PUT and DELETE are first class citizen HTTP methods in REST resource implementations but unfortunately not all clients support these methods and in fact the XHTML4 specification defines GET and POST as the only valid Form methods. Browsers can use Javascript and the XmlHttpRequest to get around this limitation, but other issues such as the fact that some firewalls block PUTs and DELETE requests, recommend having an alternative strategy to convey these methods semantics in the cleanest possible way.

Existing REST frameworks implement a tunnelling technique that solves this issue: clients make POST request and provide the “real” method somewhere in the request. For example, Ruby On Rails uses a hidden form field called _method and users of the Google GData API store the real method in the X-HTTP-Method-Override Custom HTTP header.

Implementing PUT and DELETE tunnelling is a very easy task thanks to the new extensibility point: Message Channels. Message Channels can influence what Resource Method is to be executed by the framework and that’s precisely what we’re going to do:

public class HttpMethodTunnelChannel : DelegatingChannel

{

    public HttpMethodTunnelChannel(HttpMessageChannel innerChannel)

        : base(innerChannel)

    {

    }

    protected override Task<HttpResponseMessage> SendAsync(HttpRequestMessage request, 

                                                           CancellationToken cancellationToken)

    {

        request.SetOverrideMethodIfAny();

        return base.SendAsync(request, cancellationToken);

    }

}

SetOverrideMethodIfAny is a custom extension method of HttpResponseMessage.

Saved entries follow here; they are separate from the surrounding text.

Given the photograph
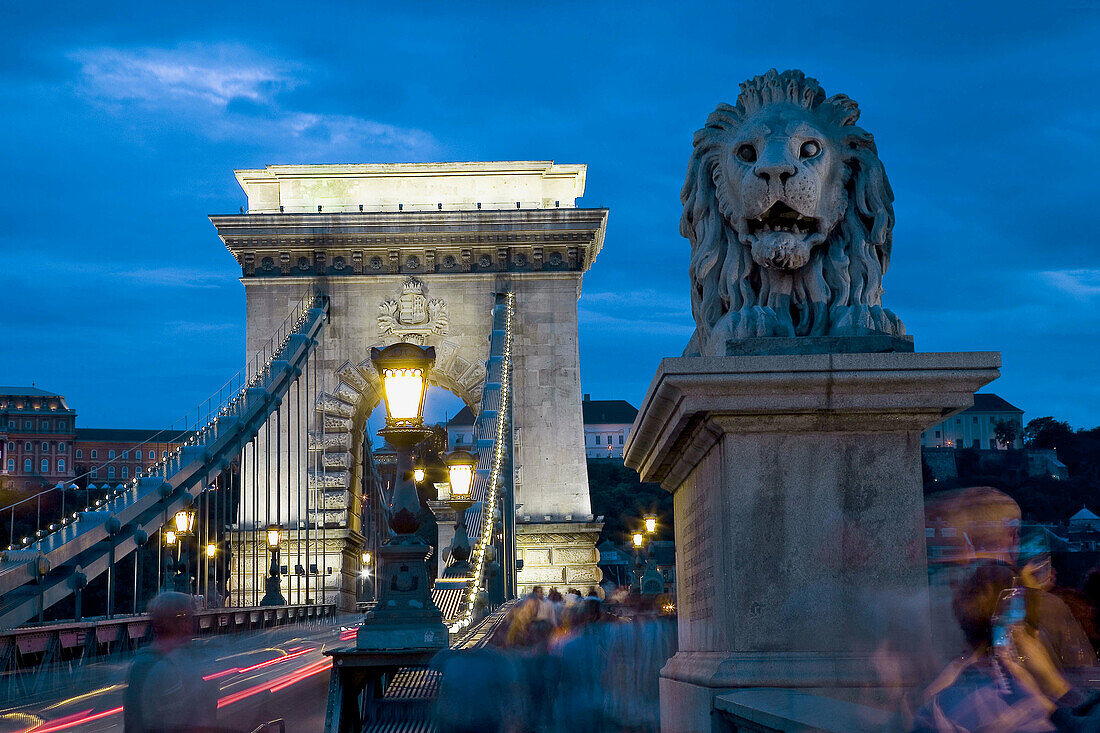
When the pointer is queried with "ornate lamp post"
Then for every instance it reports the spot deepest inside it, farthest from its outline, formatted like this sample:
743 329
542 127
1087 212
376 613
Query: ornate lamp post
364 572
405 616
273 590
211 555
460 469
184 525
638 539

public static class HttpRequestMessageExtensions

{

    public static void SetOverrideMethodIfAny(this HttpRequestMessage request)

    {

        var method = request.GetOverrideMethod();

        if (method != null) request.Method = method;

    }

    public static HttpMethod GetOverrideMethod(this HttpRequestMessage request)

    {

        var method = HttpUtility.ParseQueryString(request.RequestUri.Query)["_method"];

        if (String.IsNullOrEmpty(method))

            method = request.Headers

                .Where(h => h.Key == "X-HTTP-Method-Override")

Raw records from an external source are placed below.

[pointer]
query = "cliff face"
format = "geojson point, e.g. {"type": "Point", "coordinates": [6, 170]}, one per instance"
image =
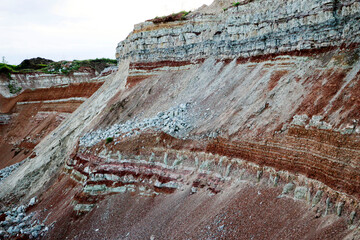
{"type": "Point", "coordinates": [253, 28]}
{"type": "Point", "coordinates": [44, 101]}
{"type": "Point", "coordinates": [227, 114]}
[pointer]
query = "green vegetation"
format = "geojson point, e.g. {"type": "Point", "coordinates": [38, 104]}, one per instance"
{"type": "Point", "coordinates": [180, 16]}
{"type": "Point", "coordinates": [7, 70]}
{"type": "Point", "coordinates": [109, 140]}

                .SelectMany(h => h.Value)

                .FirstOrDefault();

        return MapMethod(method);

    }

    private static HttpMethod MapMethod(string method)

    {

        if (String.IsNullOrEmpty(method)) return null;

        if (String.Compare(method, HttpMethod.Put.Method, true) == 0)

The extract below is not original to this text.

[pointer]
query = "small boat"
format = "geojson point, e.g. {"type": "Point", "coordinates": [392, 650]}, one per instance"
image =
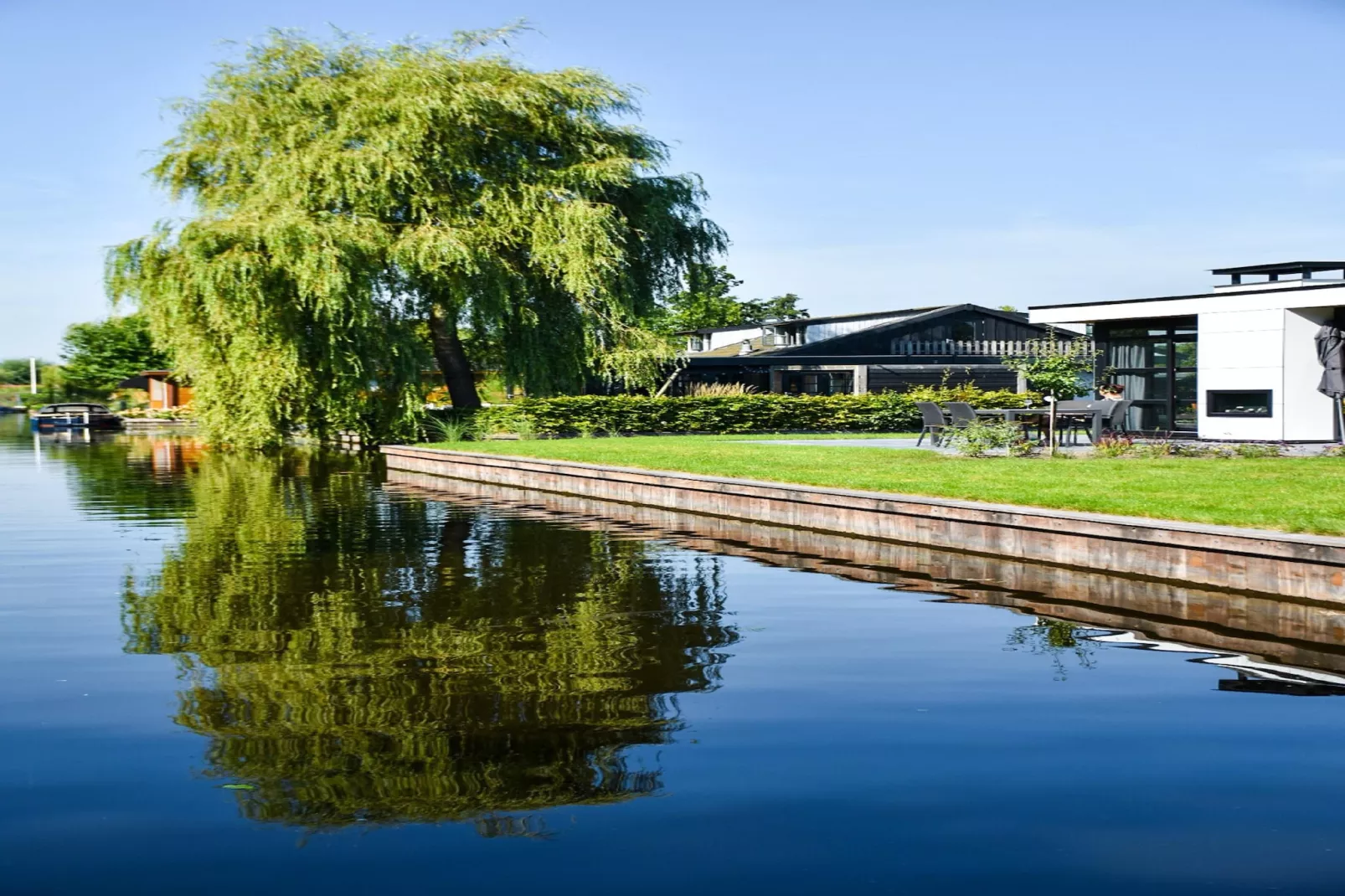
{"type": "Point", "coordinates": [75, 416]}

            return HttpMethod.Put;

        if (String.Compare(method, HttpMethod.Delete.Method, true) == 0)

            return HttpMethod.Delete;

        if (String.Compare(method, HttpMethod.Options.Method, true) == 0)

            return HttpMethod.Options;

        if (String.Compare(method, HttpMethod.Head.Method, true) == 0)

            return HttpMethod.Head;

        return null;

    }

}

In the sample, the query string _method takes precedence over the custom HTTP Header. Bear in mind that the code above not only tunnels PUT and DELETE requests, clients could actually do weird things such as tunnelling GETs over POST or the non-recommended practice of tunnelling unsafe operations (i.e. DELETE) over safe requests (i.e.: GET) which could end up with Google deleting your data when it crawls your site!

UPDATE: You can find a more complete implementation here. The idea is that safe methods should not become unsafe when tunnelled and the other way around.

Finally, let’s use the new fluent API to bind our message channel.

public class Global : System.Web.HttpApplication

{

    protected void Application_Start(object sender, EventArgs e)

    {

        var config = HttpHostConfiguration.Create().

            AddMessageHandlers(typeof(HttpMethodTunnelChannel));

        RouteTable.Routes.MapServiceRoute<ContactResource>("Contact", config);

    }

}

And that’s it! As you can see, I’ve just scratched the surface of Message Channels and you may have already realized their potential for implementing cross cutting concerns such as logging, exception handling or security for example.